There was evidence to support the judge’s findings that the juvenile was given his Miranda warnings, consulted with his parents and an attorney, and decided not to waive his constitutional rights. The statements made in the course of the search were voluntarily made and not solicited by the police. “An unsolicited statement is admissible.” Commonwealth v. Mitchell, 35 Mass. App. Ct. 909, 911 (1993). We reject the juvenile’s *277argument that any of the police officers’ words or actions were “reasonably likely to elicit an incriminating response from the [juvenile].” Rhode Island v. Innis, supra at 301.
The judge did not commit error in denying the juvenile’s motions to suppress his statements.
Adjudications of delinquency affirmed.
One motion concerned a statement that the juvenile made at the time of his arrest, while the other motion involved statements made by the juvenile while he aided the officers who were looking for the gun.
It has been held that juveniles over fourteen years of age, in addition to receiving Miranda warnings, “should ordinarily [have] an opportunity for a meaningful consultation with a parent, interested adult, or attorney to ensure that the waiver [of the juvenile’s constitutional rights] is knowing and intelligent.” Commonwealth v. A Juvenile, 402 Mass. 275, 279 (1988).

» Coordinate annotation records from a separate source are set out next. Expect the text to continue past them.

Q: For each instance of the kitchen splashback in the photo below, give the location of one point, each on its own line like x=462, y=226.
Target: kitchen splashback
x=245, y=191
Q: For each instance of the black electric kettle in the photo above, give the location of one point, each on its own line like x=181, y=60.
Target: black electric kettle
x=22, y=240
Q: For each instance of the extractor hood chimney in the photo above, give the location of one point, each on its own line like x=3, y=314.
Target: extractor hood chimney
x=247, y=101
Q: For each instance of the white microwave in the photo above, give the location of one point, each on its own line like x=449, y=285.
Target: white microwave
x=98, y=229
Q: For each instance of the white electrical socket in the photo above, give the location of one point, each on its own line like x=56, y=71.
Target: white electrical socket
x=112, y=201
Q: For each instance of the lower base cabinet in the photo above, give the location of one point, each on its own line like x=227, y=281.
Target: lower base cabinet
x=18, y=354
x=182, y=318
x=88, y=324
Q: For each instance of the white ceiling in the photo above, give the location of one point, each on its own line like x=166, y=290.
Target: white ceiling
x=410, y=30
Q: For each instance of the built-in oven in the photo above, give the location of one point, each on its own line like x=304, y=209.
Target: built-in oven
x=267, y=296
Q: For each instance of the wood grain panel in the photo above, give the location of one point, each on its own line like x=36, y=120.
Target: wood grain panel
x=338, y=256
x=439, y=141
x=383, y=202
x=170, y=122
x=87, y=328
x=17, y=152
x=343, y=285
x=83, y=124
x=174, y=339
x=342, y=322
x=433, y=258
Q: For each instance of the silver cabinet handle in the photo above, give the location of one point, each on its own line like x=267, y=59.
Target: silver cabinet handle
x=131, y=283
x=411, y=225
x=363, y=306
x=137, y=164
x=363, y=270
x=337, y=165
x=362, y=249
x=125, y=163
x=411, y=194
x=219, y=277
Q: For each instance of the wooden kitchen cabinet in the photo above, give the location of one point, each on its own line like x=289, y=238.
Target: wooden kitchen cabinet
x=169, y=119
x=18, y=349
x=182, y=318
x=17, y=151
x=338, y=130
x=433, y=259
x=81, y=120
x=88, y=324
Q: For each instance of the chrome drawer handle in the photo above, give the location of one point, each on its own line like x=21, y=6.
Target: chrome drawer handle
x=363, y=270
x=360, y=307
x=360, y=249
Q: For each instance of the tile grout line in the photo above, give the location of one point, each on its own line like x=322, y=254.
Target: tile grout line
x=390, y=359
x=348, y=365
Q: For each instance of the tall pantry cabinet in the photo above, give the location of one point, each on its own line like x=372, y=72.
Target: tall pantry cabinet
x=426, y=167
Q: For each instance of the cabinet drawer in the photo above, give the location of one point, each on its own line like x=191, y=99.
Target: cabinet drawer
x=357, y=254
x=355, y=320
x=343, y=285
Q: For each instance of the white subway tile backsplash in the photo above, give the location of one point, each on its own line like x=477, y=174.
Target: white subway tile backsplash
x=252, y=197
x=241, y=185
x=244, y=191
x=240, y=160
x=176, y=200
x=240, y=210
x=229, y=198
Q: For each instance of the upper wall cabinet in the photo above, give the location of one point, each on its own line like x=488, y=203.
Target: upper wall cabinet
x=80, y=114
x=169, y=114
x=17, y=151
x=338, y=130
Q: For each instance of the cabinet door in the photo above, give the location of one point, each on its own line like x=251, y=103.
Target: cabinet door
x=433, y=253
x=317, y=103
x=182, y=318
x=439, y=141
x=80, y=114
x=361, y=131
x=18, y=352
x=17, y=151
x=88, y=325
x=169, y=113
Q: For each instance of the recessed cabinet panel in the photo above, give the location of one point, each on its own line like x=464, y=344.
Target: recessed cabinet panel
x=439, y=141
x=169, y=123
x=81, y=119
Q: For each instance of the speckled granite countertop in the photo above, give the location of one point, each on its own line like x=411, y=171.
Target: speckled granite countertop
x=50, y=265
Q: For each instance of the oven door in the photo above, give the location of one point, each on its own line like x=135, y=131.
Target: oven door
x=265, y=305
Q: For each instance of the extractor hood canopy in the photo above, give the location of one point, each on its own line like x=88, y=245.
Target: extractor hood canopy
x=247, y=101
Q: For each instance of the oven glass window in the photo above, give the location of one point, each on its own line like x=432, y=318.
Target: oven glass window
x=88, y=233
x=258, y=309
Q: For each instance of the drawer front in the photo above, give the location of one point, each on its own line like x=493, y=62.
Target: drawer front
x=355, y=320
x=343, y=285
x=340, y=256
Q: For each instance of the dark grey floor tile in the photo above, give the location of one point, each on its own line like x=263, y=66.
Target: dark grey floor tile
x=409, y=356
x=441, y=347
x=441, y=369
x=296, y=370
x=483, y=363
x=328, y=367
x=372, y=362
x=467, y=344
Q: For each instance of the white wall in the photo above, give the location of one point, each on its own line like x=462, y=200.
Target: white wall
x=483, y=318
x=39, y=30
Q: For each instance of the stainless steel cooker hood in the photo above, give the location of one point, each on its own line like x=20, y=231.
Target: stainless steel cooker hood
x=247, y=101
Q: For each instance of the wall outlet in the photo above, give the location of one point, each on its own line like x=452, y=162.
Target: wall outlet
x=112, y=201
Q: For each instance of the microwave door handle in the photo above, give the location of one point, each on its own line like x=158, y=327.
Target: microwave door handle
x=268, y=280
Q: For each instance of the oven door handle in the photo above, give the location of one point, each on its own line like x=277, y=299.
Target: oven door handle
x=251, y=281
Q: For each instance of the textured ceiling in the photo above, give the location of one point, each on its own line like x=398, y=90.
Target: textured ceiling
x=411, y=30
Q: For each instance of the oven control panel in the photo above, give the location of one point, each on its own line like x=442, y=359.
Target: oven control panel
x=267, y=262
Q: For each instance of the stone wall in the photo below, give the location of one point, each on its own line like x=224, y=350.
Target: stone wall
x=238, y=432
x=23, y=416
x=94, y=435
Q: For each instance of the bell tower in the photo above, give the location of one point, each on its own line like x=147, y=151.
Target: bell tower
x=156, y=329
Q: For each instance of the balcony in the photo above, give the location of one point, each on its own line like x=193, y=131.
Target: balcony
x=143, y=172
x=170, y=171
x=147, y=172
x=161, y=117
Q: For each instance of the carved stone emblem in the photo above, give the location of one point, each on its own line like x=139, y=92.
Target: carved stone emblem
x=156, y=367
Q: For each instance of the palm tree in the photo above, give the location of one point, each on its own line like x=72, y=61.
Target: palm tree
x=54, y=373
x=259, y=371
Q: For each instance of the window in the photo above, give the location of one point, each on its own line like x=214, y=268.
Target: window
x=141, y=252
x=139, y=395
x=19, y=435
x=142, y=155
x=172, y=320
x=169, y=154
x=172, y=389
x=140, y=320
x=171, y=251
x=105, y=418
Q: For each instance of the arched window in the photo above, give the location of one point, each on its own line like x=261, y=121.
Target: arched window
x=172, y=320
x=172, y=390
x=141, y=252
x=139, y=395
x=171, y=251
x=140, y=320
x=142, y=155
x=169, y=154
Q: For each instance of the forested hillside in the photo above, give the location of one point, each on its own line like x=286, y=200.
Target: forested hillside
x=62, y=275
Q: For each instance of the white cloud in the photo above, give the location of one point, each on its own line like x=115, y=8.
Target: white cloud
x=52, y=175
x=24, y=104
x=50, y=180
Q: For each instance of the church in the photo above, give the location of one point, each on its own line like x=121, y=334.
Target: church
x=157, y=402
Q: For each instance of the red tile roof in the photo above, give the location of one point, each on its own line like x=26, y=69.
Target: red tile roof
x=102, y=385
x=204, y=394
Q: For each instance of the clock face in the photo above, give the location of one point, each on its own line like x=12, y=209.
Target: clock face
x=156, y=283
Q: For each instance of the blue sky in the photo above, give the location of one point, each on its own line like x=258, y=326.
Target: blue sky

The juvenile in this matter was fifteen years old at the time he gave his statements.
This statement was the subject of one of the motions.
The facts in Quarles are as follows. Two police officers received information from a woman who stated that she had just been raped. She described her assailant, and told them that the man had just entered a supermarket and was carrying a gun. One of the officers entered the store, located the assailant, and pursued him with a drawn gun. The officer lost sight of the man for several seconds. However, he again saw the assailant, and ordered him to stop and put his hands over his head. The officer frisked him and discovered an empty holster. The officer handcuffed the assailant and asked him where the gun was. The man nodded his head toward some empty cartons and stated, “the gun is over there.” New York v. Quarles, 467 U.S. at 651-652. The trial court suppressed the assailant’s statement as did a divided New York Court of Appeals in People v. Quarles, 58 N.Y.2d 664 (1982).
In reversing the lower courts, the Supreme Court carved out a “public safety” exception to the requirement that a suspect who is in custody be advised of his rights before he is interrogated. The Court ruled that in those narrow circumstances where “the need for answers to questions in a situation *274posing a threat to the public safety outweighs the need for the prophylactic rule protecting the Fifth Amendment’s privilege against self-incrimination,” it is not necessary to advise a suspect of his rights. New York v. Quarles, 467 U.S. at 657. The limited circumstances generally involve a weapon that has been left in a public area where the officers believe that it poses a danger to the public if not discovered.
The juvenile does not challenge the application of Quarles to cases involving juveniles. Other jurisdictions have applied Quarles in the juvenile context. See In re B.R., 133 III. App. 3d 946 (1985); In re J.D.F., 553 N.W.2d 585, 588 (Iowa 1996); In re A.S., 227 NJ. Super. 541 (1988).
These two statements were the subject of the juvenile’s motion.